Europe’s third-largest power provider on Tuesday announced it would take offline 3.1 GW of natural gas and coal power plants in Germany and the Netherlands, citing a “continuing boom in solar energy.”
Echoing several European utilities, Germany-based RWE has underscored the declining profitability of fossil fuel–fired plants that it says is pegged to fundamental changes afflicting the European power sector. E.ON, a larger German utility with European-wide holdings , has already idled about 6.5 GW of capacity and is considering mothballing about 11 GW.
“Political intervention is making our business challenging. In addition, the subsidised expansion of renewables in Germany is causing the margins and utilisation of conventional power stations to decline,” RWE said. Meanwhile, “persistently low prices on the electricity markets are placing burdens on the entire energy sector, and thus also on RWE,” added the company with 16 million power customers in Germany, the Netherlands, the UK, and in Central Eastern Europe.

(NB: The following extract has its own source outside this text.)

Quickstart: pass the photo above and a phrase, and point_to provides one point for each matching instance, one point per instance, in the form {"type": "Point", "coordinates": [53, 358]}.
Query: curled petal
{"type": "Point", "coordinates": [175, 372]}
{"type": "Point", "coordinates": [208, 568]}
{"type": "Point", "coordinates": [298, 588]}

RWE will decommission the 610-MW hard coal Amer 8 power plant in the Netherlands by 2016. It will also mothball nine gas-fired power plants between this summer and the end of 2014: the 430-MW Moerdijk 2 and two unnamed mid-size units in the Netherlands; the Gersteinwerk F and G gas-steam turbines (each 355 MW); the Weisweiler G and H gas turbines (each 270 MW and which supplement a lignite plant); and the Emsland B and C gas steam turbines (each 360 MW)–all in Germany. In addition, the company has decided to terminate three contracts for 1.7 GW of hard coal capacity. The company’s decommissioning and mothballing decisions mean a total of 4.2 GW could be taken offline over the next year.
RWE said its operating profit during the first half of 2013 from conventional power plants plunged by almost two-thirds. “The massive reduction in power station margins is a major factor in this development. RWE can still benefit from the fact that it sold most of its electricity production two to three years in advance on the forward market at prices that were higher than they are now. However, this effect will decrease year by year.”
For the first six months of 2013, the company reported an overall net income drop of 38%, to €1 billion ($1.3 billion), most of which stemmed from the company’s Dutch generation portfolio. It attributed a 19% increase in revenue, however, to an arbitration settlement ruling under which Russia’s Gazprom was forced to reimburse RWE €1 billion for overpayments in natural gas purchases.
“Many of our power stations are now in the red,” RWE Chief Financial Officer Bernhard Guenther told journalists in a conference call on Wednesday. “This is the greatest crisis our industry has faced for many decades.”
The company has launched what it calls the “RWE 2015” program, which involves “comprehensive measures to reduce costs and increase earnings. We are also adjusting our organisational structure to cope with the challenges. By decreasing investment and reducing debt, we want to improve our financial flexibility,” it said. Strategies outlined include increased investments in renewable energy and grid modernization efforts.